From 4920db22b910915aca972022a6d50db84fae2a8a Mon Sep 17 00:00:00 2001
From: Agnes Leroy <agnes.leroy@zama.ai>
Date: Fri, 29 Aug 2025 15:08:06 +0200
Subject: [PATCH] WIP: add cpu noise squash benchmarks latency and throughput
 on fheuint64

---
 Makefile                                      |   7 +
 tfhe-benchmark/Cargo.toml                     |   6 +
 .../benches/high_level_api/noise_squash.rs    | 161 ++++++++++++++++++
 tfhe-benchmark/src/params_aliases.rs          |   4 +
 tfhe-benchmark/src/utilities.rs               |   4 +-
 5 files changed, 180 insertions(+), 2 deletions(-)
 create mode 100644 tfhe-benchmark/benches/high_level_api/noise_squash.rs
diff --git a/Makefile b/Makefile
index ba49eb67d..7a49701a7 100644
--- a/Makefile
+++ b/Makefile
@@ -1467,6 +1467,13 @@ bench_tfhe_zk_pok: install_rs_check_toolchain
 	RUSTFLAGS="$(RUSTFLAGS)" \
 	cargo $(CARGO_RS_CHECK_TOOLCHAIN) bench -p tfhe-zk-pok --
 
+.PHONY: bench_hlapi_noise_squash # Run benchmarks for noise squash operation
+bench_hlapi_noise_squash: install_rs_check_toolchain
+	RUSTFLAGS="$(RUSTFLAGS)" __TFHE_RS_BENCH_TYPE=$(BENCH_TYPE) \
+	cargo $(CARGO_RS_CHECK_TOOLCHAIN) bench \
+	--bench hlapi-noise-squash \
+	--features=shortint,integer,internal-keycache,pbs-stats,nightly-avx512 -p tfhe-benchmark --
+
 #
 # Utility tools
 #
diff --git a/tfhe-benchmark/Cargo.toml b/tfhe-benchmark/Cargo.toml
index 1668a29f1..e601a7a7d 100644
--- a/tfhe-benchmark/Cargo.toml
+++ b/tfhe-benchmark/Cargo.toml
@@ -84,6 +84,12 @@ path = "benches/high_level_api/dex.rs"
 harness = false
 required-features = ["integer", "internal-keycache"]
 
+[[bench]]
+name = "hlapi-noise-squash"
+path = "benches/high_level_api/noise_squash.rs"
+harness = false
+required-features = ["shortint", "integer", "internal-keycache"]
+
 [[bench]]
 name = "glwe_packing_compression-integer-bench"

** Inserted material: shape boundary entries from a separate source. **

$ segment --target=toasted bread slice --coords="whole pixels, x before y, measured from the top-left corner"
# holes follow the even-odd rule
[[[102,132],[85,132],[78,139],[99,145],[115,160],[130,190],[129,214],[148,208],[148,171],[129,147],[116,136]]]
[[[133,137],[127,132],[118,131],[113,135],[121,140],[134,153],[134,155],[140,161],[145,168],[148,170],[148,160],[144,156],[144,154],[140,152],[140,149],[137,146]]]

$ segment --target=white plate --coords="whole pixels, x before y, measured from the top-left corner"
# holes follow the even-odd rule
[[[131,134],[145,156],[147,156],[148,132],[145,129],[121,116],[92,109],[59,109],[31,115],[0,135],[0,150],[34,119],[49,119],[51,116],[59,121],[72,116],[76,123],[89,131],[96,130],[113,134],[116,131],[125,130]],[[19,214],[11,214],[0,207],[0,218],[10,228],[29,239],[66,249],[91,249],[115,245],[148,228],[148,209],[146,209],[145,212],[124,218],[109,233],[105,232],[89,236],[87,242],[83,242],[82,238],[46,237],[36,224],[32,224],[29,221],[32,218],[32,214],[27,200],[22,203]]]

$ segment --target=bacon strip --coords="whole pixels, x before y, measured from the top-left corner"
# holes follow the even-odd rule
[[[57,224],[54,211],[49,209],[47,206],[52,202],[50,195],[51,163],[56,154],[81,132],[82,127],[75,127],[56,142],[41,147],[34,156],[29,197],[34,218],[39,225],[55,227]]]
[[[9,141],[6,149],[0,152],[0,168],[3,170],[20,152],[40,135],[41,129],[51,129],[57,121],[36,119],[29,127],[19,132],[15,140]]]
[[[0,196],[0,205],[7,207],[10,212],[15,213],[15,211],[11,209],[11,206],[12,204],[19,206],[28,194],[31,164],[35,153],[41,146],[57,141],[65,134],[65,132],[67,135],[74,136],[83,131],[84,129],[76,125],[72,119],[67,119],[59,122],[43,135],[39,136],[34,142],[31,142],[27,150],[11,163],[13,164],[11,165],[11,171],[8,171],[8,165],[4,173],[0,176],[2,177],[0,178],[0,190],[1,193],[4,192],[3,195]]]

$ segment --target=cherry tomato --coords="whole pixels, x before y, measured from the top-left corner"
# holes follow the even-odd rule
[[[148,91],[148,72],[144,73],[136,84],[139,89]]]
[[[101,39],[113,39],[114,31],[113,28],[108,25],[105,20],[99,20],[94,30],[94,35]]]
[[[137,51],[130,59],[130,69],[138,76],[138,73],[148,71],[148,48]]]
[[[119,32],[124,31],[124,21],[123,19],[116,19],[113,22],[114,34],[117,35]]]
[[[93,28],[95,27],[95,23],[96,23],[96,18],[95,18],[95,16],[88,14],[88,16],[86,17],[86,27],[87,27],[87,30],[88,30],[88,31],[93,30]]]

 path = "benches/integer/glwe_packing_compression.rs"
diff --git a/tfhe-benchmark/benches/high_level_api/noise_squash.rs b/tfhe-benchmark/benches/high_level_api/noise_squash.rs
new file mode 100644
index 000000000..1443839bd
--- /dev/null
+++ b/tfhe-benchmark/benches/high_level_api/noise_squash.rs
@@ -0,0 +1,161 @@
+#[cfg(feature = "gpu")]
+use benchmark::params_aliases::BENCH_NOISE_SQUASHING_PARAM_GPU_MESSAGE_2_CARRY_2_KS_PBS_TUNIFORM_2M128;
+#[cfg(feature = "gpu")]
+use benchmark::params_aliases::BENCH_PARAM_GPU_MULTI_BIT_GROUP_4_MESSAGE_2_CARRY_2_KS_PBS_TUNIFORM_2M128;
+#[cfg(feature = "gpu")]
+use benchmark::utilities::configure_gpu;
+use benchmark::utilities::{
+    get_bench_type, throughput_num_threads, write_to_json, BenchmarkType, OperatorType,
+};
+use criterion::{Criterion, Throughput};
+use rand::prelude::*;
+use rand::thread_rng;
+use rayon::prelude::*;
+use tfhe::keycache::NamedParam;
+use tfhe::prelude::*;
+
+#[cfg(feature = "gpu")]
+use tfhe::core_crypto::gpu::get_number_of_gpus;
+#[cfg(feature = "gpu")]
+use tfhe::{set_server_key, GpuIndex};
+use tfhe::{
+    ClientKey, CompressedServerKey, FheUint10, FheUint12, FheUint128, FheUint14, FheUint16,
+    FheUint2, FheUint32, FheUint4, FheUint6, FheUint64, FheUint8,
+};
+use benchmark::params_aliases::*;
+
+fn bench_fhe_type<FheType>(
+    c: &mut Criterion,
+    client_key: &ClientKey,
+    type_name: &str,
+    num_bits: usize,
+) where
+    FheType: FheEncrypt<u128, ClientKey> + Send + Sync,
+    FheType: SquashNoise,
+{
+    let mut bench_group = c.benchmark_group(type_name);
+    let bench_id_prefix = if cfg!(feature = "gpu") {
+        "hlapi::cuda"
+    } else {
+        "hlapi"
+    };
+    let bench_id_suffix = format!("noise_squash::{type_name}");
+
+    let mut rng = thread_rng();
+
+    let bench_id;
+
+    match get_bench_type() {
+        BenchmarkType::Latency => {
+            bench_id = format!("{bench_id_prefix}::{bench_id_suffix}");
+
+            let input = FheType::encrypt(rng.gen(), client_key);
+
+            bench_group.bench_function(&bench_id, |b| {
+                b.iter(|| {
+                    let _ = input.squash_noise();
+                })
+            });
+        }
+        BenchmarkType::Throughput => {
+            bench_id = format!("{bench_id_prefix}::throughput::{bench_id_suffix}");
+            let params = client_key.computation_parameters();
+            let num_blocks = num_bits
+                .div_ceil((params.message_modulus().0 * params.carry_modulus().0).ilog2() as usize);
+
+            #[cfg(all(not(feature = "hpu"), not(feature = "gpu")))]
+            {
+                let elements = throughput_num_threads(num_blocks, 1);
+                bench_group.throughput(Throughput::Elements(elements));
+                println!("elements: {elements}");
+                bench_group.bench_function(&bench_id, |b| {
+                    let encrypt_values = || {
+                        (0..elements)
+                            .map(|_| FheType::encrypt(rng.gen(), client_key))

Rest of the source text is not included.